SC highlighted this portion of LA’s decision:

"xxx After more than ten years of services to PHILCOM, the complainant would have noticed that no SSS deductions were made on his remuneration or that the respondent was deducting the 10% tax for his fees and he surely would have complained about them if he had considered himself an employee of PHILCOM. But he never raised those issues. An ordinary employee would consider the SSS payments important and thus make sure they would be paid. The complainant never bothered to ask the respondent to remit his SSS contributions. This clearly shows that the complainant never considered himself an employee of PHILCOM and thus, respondent need not remit anything to the SSS in favor of the complainant."

Clearly, the elements of an employer-employee relationship are wanting in this case. We may add that the records are replete with evidence showing that respondent had to bill petitioner for his monthly professional fees. It simply runs against the grain of common experience to imagine that an ordinary employee has yet to bill his employer to receive his salary.

Finally, remarkably absent from the parties’ arrangement is the element of control, whereby the employer has reserved the right to control the employee not only as to the result of the work done but also as to the means and methods by which the same is to be accomplished.

Here, PhilCom had no control over the means and methods by which Dr. De Vera went about performing his work at the company premises. He could even embark in the private practice of his profession, not to mention the fact that respondent’s work hours and the additional compensation therefor were negotiated upon by the parties. In fine, the parties themselves practically agreed on every terms and conditions of respondent’s engagement, which thereby negates the element of control in their relationship. For sure, respondent has never cited even a single instance when petitioner interfered with his work.

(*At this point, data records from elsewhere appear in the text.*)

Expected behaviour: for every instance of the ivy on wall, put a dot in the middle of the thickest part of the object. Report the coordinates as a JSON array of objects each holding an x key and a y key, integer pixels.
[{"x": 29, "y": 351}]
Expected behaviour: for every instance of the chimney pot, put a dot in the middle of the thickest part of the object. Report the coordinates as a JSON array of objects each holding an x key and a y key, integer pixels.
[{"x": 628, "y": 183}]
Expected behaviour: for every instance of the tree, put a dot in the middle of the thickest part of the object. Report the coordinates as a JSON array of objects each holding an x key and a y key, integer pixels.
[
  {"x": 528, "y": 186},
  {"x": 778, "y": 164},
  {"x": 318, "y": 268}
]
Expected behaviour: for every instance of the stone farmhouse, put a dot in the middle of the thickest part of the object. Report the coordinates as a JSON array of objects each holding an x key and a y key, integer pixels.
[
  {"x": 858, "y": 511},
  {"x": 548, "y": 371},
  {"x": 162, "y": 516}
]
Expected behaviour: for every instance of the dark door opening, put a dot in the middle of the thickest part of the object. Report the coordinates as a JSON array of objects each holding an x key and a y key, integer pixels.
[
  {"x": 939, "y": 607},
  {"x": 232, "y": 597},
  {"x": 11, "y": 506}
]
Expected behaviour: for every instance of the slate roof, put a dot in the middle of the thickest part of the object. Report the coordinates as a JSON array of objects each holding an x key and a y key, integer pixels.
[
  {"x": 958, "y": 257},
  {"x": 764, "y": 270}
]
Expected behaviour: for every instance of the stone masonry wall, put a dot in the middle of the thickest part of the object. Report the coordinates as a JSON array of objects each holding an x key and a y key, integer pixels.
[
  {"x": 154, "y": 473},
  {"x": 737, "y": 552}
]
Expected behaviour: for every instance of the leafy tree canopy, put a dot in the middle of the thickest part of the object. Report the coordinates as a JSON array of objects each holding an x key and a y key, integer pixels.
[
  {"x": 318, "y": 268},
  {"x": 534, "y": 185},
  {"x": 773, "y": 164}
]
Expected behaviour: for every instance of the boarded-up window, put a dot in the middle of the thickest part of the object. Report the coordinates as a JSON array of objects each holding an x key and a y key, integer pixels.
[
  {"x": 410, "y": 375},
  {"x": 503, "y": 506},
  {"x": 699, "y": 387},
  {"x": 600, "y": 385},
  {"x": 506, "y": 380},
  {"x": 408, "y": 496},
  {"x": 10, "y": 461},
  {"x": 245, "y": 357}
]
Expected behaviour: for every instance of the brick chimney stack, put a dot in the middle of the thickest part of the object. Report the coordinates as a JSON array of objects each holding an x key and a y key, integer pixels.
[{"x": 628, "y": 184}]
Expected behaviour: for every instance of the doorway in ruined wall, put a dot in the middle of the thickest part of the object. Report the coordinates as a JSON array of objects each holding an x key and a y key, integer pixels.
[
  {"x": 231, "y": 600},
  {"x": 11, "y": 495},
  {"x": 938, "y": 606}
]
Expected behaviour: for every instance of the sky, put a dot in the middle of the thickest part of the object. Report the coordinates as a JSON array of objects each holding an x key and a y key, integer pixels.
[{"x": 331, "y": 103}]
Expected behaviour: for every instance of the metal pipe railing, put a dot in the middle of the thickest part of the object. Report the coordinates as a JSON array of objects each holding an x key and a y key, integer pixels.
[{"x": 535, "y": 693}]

Had only respondent read carefully the very statutory provision invoked by him, he would have noticed that in non-hazardous workplaces, the employer may engage the services of a physician "on retained basis." As correctly observed by the petitioner, while it is true that the provision requires employers to engage the services of medical practitioners in certain establishments depending on the number of their employees, nothing is there in the law which says that medical practitioners so engaged be actually hired as employees, adding that the law, as written, only requires the employer "to retain", not employ, a part-time physician who needed to stay in the premises of the non-hazardous workplace for two (2) hours.

Respondent takes no issue on the fact that petitioner’s business of telecommunications is not hazardous in nature. As such, what applies here is the last paragraph of Article 157 which, to stress, provides that the employer may engage the services of a physician and dentist "on retained basis", subject to such regulations as the Secretary of Labor may prescribe. The successive "retainership" agreements of the parties definitely hue to the very statutory provision relied upon by respondent.